NYM, Briar, LUKS2, Matrix TTL, W^X, Signal
Helped a friend to setup NYM MixNodes for providing anonymity on future platform. Yet NYM network utilization is still super slow compared to as example Tor.
Read the latest Briar (@ Wikipedia) release notes, awesomeness. Now supports Tor Snowflake, obfs4proxy (0.0.14) and trust indicators. I've been asking for trust indicators in several apps, but Briar finally made it.
It took quite a while of tuning, but I managed to configured one environment with latest GRUB and LUKS2 (@ Wikipedia) FDE, utilizing systemd-cryptenroll for TPM2 (@ Wikipedia) support.
Some random chat with friends reminded me about some age old good stuff. Try to guess how long it took people to understand what happened, when I created files with ANSI codes (@ Wikipedia) in the filename. First turn text black, and then background black and the disable cursor and clear screen. Hahaha. Now when you wrote dir in the root, you ended up with blank screen and it seemed that nothing is working.

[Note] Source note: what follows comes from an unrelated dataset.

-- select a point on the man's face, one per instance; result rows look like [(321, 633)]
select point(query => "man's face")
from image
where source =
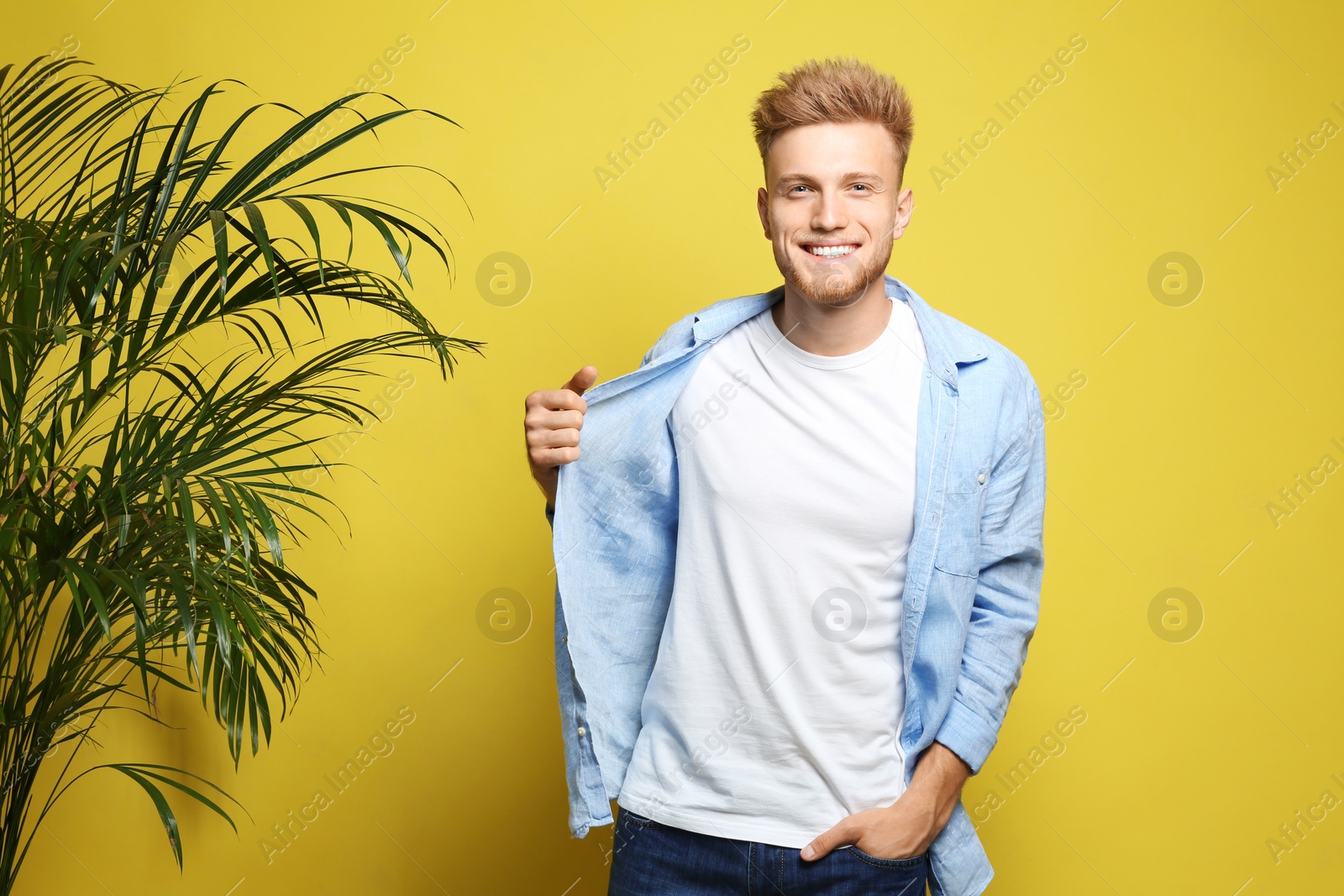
[(832, 207)]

About tweaking stuff in places people won't assume it to be tweaked. In one project people checked the source code very carefully. But they never checked the system libraries. What if hmac.compare_digest would happen just to check first bit of every second byte? Surely it seems to be working in all unit tests, yet the actual strength of comparison is only 2^16 = 65536 options. After this kind of weakening it's trivial to generate collisions if necessary. Hash isn't same, but it doesn't matter, when just the right bits of it are. That's one of the reasons why it's important that F-Droid compiles the programs. Because it doesn't matter program says, if the libraries which it is using have been modified.
Absolutely excellent Starlink (@ mikepuchol.com) related article.
Rewrote the TTL BOT Matrix (@ Wikipedia) message deletion / retention / expiry / self-destructing messages script from scratch again as weekend fun. Took about six hours to get it all done. It became obvious that people didn't like the BOT option. Now it's single standalone Python script, which runs with users own credentials, but doesn't require encryption keys. - Only paranoid people would use such script, and now it's something they can run with their own credentials from their own server. No need to trust anyone outside. - Done, check. New version is simply called Matrix Time-to-Live (TTL) (@ Wikipedia). As it has became evident in multiple discussions, Matrix project doesn't take data retention seriously. Data is spread around and kept forever. Which is unfortunately very typical to many cloud services. Also the encryption keys are kept forever, unless user takes especial actions to get rid of those. Which of course nobody ever does. I would like the platform to safely expire messages and encryption keys by default, if user desires so. - Now using Matrix API v1.3 (v3) instead the previous r0 version. - Interestingly Matrix message deletion is insanely slow in both terms, on server side and in client.
W^X (@ Wikipedia) write xor execute for memory isolation. Mark data as writable, which means that it can not be executable. Bit similar to good old no-execute NX Bit (@ Wikipedia) / XI / XN. Interesting how I've missed this feature for so long.
Signal (@ Wikipedia) dropping SMS support was in the tech news. Afaik, there's no reason why you couldn't encrypt the SMS messages. Having a support for insecure SMS is just strange, and now they're terminating the feature for good. Yet I haven't personally found any reason to use Signal for SMS, it's very strange starting point anyway.
Something different? eFUSE (@ Wikipedia). VoNR / Vo5G (@ Wikipedia). Watched The Bureau TV series (@ Wikipedia) during the long cold winter.